Converts an eight-byte string to a number.

Synopsis

$ZQASCII(string,position)
$ZQA(string,position)

Parameters

Argument Description
string A string. It can be a value, a variable, or an expression. It must be a minimum of eight bytes in length.
position Optional — A starting position in the string, expressed as a positive integer. The default is 1. Position is counted in single bytes, not eight-byte strings. The position cannot be the last byte in the string, or beyond the end of the string. A numeric position value is parsed as an integer by truncating decimal digits, removing leading zeros and plus signs, etc.

Description

The value that $ZQASCII returns depends on the parameters you use.
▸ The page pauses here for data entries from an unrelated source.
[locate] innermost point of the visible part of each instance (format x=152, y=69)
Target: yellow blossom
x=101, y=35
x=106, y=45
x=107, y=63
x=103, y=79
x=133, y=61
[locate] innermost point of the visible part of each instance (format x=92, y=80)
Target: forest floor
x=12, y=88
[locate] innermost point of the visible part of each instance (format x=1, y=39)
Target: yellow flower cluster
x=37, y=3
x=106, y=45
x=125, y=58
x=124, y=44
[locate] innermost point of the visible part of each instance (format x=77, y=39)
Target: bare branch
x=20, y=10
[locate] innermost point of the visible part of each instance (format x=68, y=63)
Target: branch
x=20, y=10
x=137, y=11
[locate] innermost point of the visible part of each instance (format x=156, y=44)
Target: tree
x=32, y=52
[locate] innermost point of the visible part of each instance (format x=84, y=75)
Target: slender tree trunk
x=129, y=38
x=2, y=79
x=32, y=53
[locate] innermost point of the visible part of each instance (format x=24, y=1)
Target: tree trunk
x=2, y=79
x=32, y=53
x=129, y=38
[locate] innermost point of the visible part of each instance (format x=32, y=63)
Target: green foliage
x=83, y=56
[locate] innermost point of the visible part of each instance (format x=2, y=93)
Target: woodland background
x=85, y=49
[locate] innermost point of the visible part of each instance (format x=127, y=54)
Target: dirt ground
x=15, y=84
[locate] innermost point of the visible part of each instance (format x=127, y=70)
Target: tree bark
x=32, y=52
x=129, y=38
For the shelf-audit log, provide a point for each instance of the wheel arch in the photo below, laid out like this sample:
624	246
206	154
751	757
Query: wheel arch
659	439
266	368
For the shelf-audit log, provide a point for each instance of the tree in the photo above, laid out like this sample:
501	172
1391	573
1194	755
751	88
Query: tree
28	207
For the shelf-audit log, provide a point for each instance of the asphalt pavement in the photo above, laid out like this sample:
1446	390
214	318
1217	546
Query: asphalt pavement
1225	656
  • $ZQASCII(string) returns a numeric interpretation of an eight-byte string starting at the first character position of string.

  • $ZQASCII(string,position) returns a numeric interpretation of an eight-byte string beginning at the starting byte position specified by position.

$ZQASCII can return either a positive or a negative integer.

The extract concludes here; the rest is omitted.